Perkara tersebut bermula dari kerja sama sewa-menyewa kendaraan antara korban berinisial Bud dengan Nck. Namun, dalam perjalanannya, korban justru kehilangan dua unit kendaraan tanpa adanya kejelasan pembayaran maupun pengembalian kendaraan.
Dalam konferensi pers, Egen menyampaikan kekecewaannya terhadap keputusan penyidik yang telah membebaskan Nck. Menurutnya, langkah tersebut menimbulkan pertanyaan mengenai dasar hukum yang digunakan dalam proses penyidikan.
“Kami sangat kecewa mengapa tersangka sudah dibebaskan. Apakah bukti pidana yang ada dianggap belum memenuhi unsur, atau ada hal lain? Kami meminta transparansi terkait apakah perkara ini akan terus dikembangkan atau justru dihentikan,” ujar Egen.

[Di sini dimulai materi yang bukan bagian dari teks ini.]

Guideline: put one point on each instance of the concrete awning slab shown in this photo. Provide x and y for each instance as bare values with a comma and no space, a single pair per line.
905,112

Selain itu, Egen juga menyoroti status barang bukti dalam perkara tersebut. Hingga saat ini, baru satu unit Toyota Hiace yang berhasil diamankan oleh Unit Krimsus Polres Karawang di wilayah Loji. Namun, kendaraan tersebut disebut belum diserahkan kepada pihak pelapor sebagai pemilik yang sah. Sementara itu, keberadaan satu unit Toyota Fortuner masih belum diketahui.
Terkait dugaan penggelapan Toyota Fortuner, pihak korban telah membuat laporan polisi pada Senin lalu. Namun hingga kini, pelapor mengaku belum menerima Surat Pemberitahuan Perkembangan Hasil Penyidikan (SP2HP) dari Polres Karawang.

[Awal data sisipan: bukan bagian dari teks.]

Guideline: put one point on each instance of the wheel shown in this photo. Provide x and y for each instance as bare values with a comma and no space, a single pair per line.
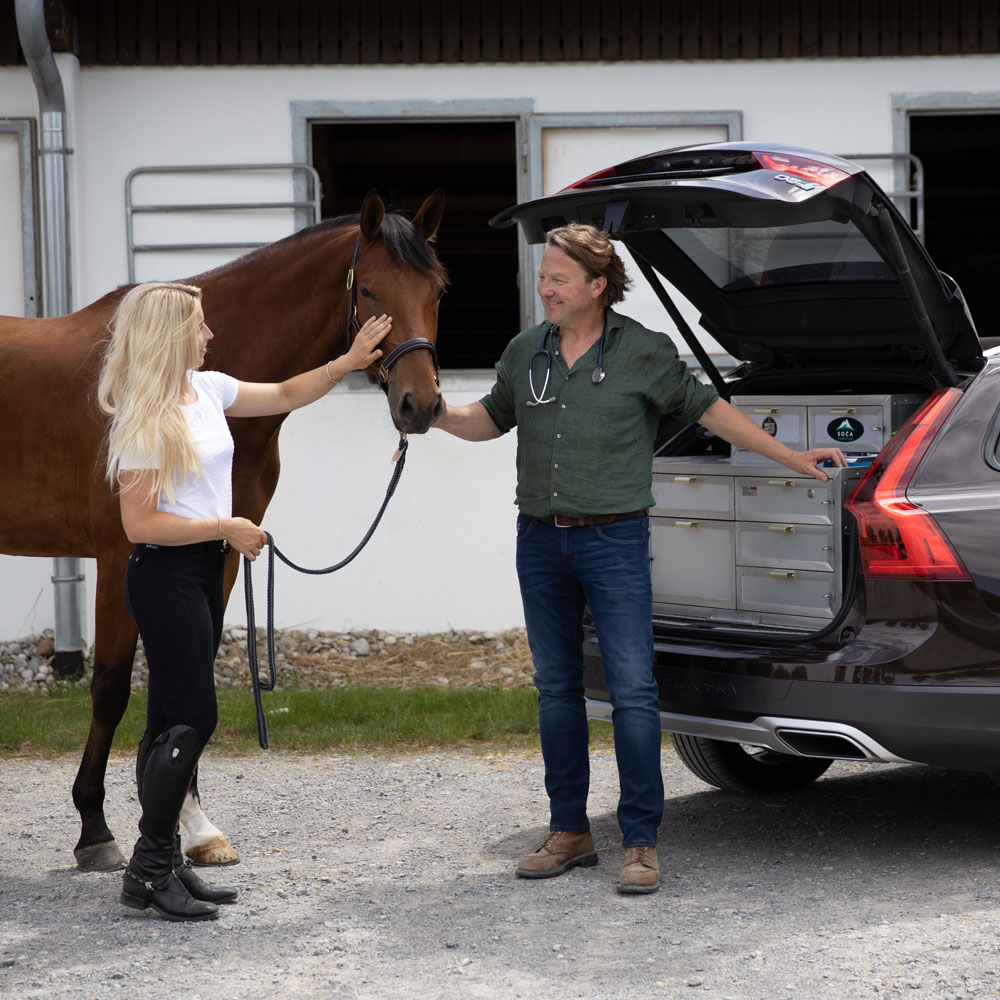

“Klien kami merupakan pihak yang sangat dirugikan. Dalam waktu dekat kami juga akan melayangkan laporan resmi tambahan terkait dugaan penggelapan unit Fortuner agar segera ditindaklanjuti oleh penyidik,” tegas Egen.
Egen juga menaruh harapan besar terhadap peningkatan kualitas pelayanan setelah status Polres Karawang meningkat menjadi Polresta. Menurutnya, perubahan status tersebut harus diikuti dengan peningkatan profesionalisme, transparansi, serta percepatan penanganan perkara pidana.

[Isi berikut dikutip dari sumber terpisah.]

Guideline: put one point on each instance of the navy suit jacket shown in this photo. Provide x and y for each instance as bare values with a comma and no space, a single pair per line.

“Dengan kenaikan status menjadi Polresta, kami berharap penanganan perkara dapat dilakukan lebih cepat, profesional, dan memberikan rasa keadilan bagi masyarakat. Jangan sampai masih ada korban yang harus menunggu kepastian hukum dalam waktu yang lama,” katanya.
Hingga berita ini diterbitkan, pihak kepolisian belum memberikan keterangan resmi terkait alasan pembebasan Nck maupun perkembangan terbaru penanganan dugaan penggelapan dua unit kendaraan tersebut. Oleh karena itu, informasi yang disampaikan dalam berita ini masih mengacu pada keterangan pihak kuasa hukum korban dan akan diperbarui apabila terdapat penjelasan resmi dari kepolisian.